A la pantalla grande, solo si un algoritmo lo aprueba

Sala de cine

Si el negocio del cine solía funcionar “por corazonadas”, según apunta Steve Rose en The Guardian, al parecer ya no será más así. “Ahora, el análisis de datos es más efectivo que los seres humanos en predecir éxitos y eliminar fracasos”, dice el crítico, quien se pregunta al mismo tiempo si esto no implicará la muerte de la creatividad.

La inteligencia artificial (IA) ya tiene poder de decisión sobre lo que se filma y lo que no. A principios de enero, Warner Bros. anunció la adopción de un sistema de IA, de gestión de proyectos, que ayudaría en la toma de decisiones sobre contenidos y talentos, de cara a “adoptar estrategias” de producción. El software ha sido creado por la startup Cinelytic, que ya trabaja con Sony Pictures e Ingenious Media.

Hasta el momento, señala Rose, Hollywood ha confiado en sus propias pruebas de audiencia, en su investigación y en la intuición humana. Pero también es una industria en que la mayoría de los filmes realizados no llegan nunca a las pantallas, y menos de la mitad de los que llegan recuperan la inversión.

¿Pueden hacerlo mejor las máquinas?
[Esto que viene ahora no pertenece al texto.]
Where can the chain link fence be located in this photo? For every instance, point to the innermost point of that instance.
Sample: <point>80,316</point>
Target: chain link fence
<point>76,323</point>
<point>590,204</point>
Cinelytic lo da por seguro: dice haber procesado los datos de 95.000 películas y medio millón de actores y otros profesionales, y tener la capacidad hacer pronósticos cuantificables de las probabilidades de éxito. “Gracias a su interfaz de fácil manejo, los clientes pueden jugar con las variables y evaluar de inmediato el impacto en la taquilla”.

Si los productores se benefician claramente, el espectador puede no tenerlas todas consigo, pues la IA podría eliminar no solo el riesgo financiero, sino el creativo. “El temor es que, si introdujeras en la máquina un proyecto vagamente desafiante, experimental o atípico –por ejemplo, Mulholland Drive o Under the Skin–, el algoritmo te disuadiría de apostar por él”.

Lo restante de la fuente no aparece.